Mitt Romney and South Carolina voters have never been a very good match. Whether it is the former Massachusetts governor’s religion or his lack of consistency on issues that matter to the Palmetto State’s overwhelmingly conservative electorate, Romney just hasn’t aroused much passion. He finished a distant fourth in the 2008 South Carolina Primary with 15 percent of the vote. This year, as the presumptive GOP nominee and with the support of Gov. Nikki Haley and State Treasurer Curtis Loftis, Romney finished 12 percentage points behind Newt Gingrich.
Such apathy towards Romney gave Democrats hope that maybe South Carolina could be winnable after all. A poll in December confirmed as much. Last month, Karl Rove said that the state is up for grabs. But, if the sampling of voters and sources with whom Patch spoke is any barometer, Democrats should not get their hopes up. A variety of factors are working against them. One of which is the still the influence of the Tea Party in the state. Though few of them supported Romney in January, the Tea Party’s relentless get-out-the-vote efforts should help in a way that is a reversal of the norm in campaigns. Typically, the top of the ticket — as with Barack Obama in 2008 — helps candidates further down the ticket at the state and county level. But some members of the Tea Party think drumming up interest in local races could help them achieve their main goal — the ousting of President Obama.

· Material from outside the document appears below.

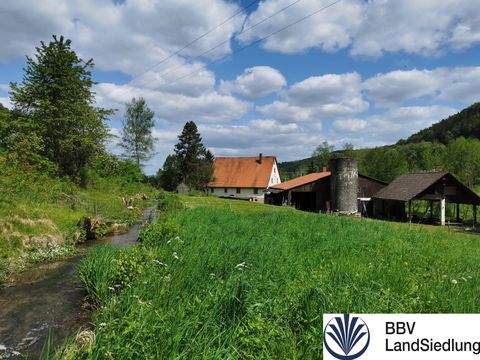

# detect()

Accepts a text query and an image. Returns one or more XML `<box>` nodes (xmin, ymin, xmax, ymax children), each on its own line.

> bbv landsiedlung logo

<box><xmin>323</xmin><ymin>314</ymin><xmax>370</xmax><ymax>360</ymax></box>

That’s the approach Karen Martin of the Spartanburg County Tea Party takes. "We want to make the downticket so compelling that people will come out to vote, and while they’re out there they’ll out there vote for Romney," she said.
Other voters concede that Romney was not their first choice, but that they will vote for him. Bill Pomeroy of Simpsonville, who voted for Gingrich in the primary, is one such voter. He said, “A vote for Romney is a vote against Obama.”
Jim Wofford, a right-leaning independent from Fountain Inn, who also voted for Gingrich, agreed with Pomeroy. Wofford said that Obama’s recent comments in support of gay marriage only assured a stronger turnout for Romney. “If you want to get anything done in South Carolina you need the Baptists. And the Baptists will come out to vote for Romney after hearing Obama come out for gay marriage.”
Haley, in an appearance in Greenville on Monday, said that she does not think Obama’s support of gay marriage will have an impact on turnout. “(His) gay marriage stance is just another way to distract from the economy and that’s all he can do is distract because he’s failed as a president.”
Karen Floyd, publisher of Palladian View and a former State GOP Chair, said there is a lot of overlap among voters concerned about social issues and those concerned about a stagnant economy.
“The values voters are not Gov. Romney’s core.” Floyd said. “But they share much of the same interests as those within the GOP for whom the economy is the main issue. And this election is about the economy.”
Haley concurred and added, “Values voters elected a 38 year-old Indian-American female for governor. I have faith that the voters of South Carolina will come out for Gov. Romney.”
Even Democrats seem to acknowledge this, as a good portion of the time at their convention this past weekend in Columbia was spent discussing how they could help Obama — in North Carolina, a battleground state thought to be critical to the president’s re-election and one that he has already visited multiple occasions.
But the GOP plans on putting up a fight in the Tar Heel State. When asked on Monday if she plans on spending a lot of time in North Carolina in the coming months campaigning on Romney's behalf, Haley said simply, “Yes.”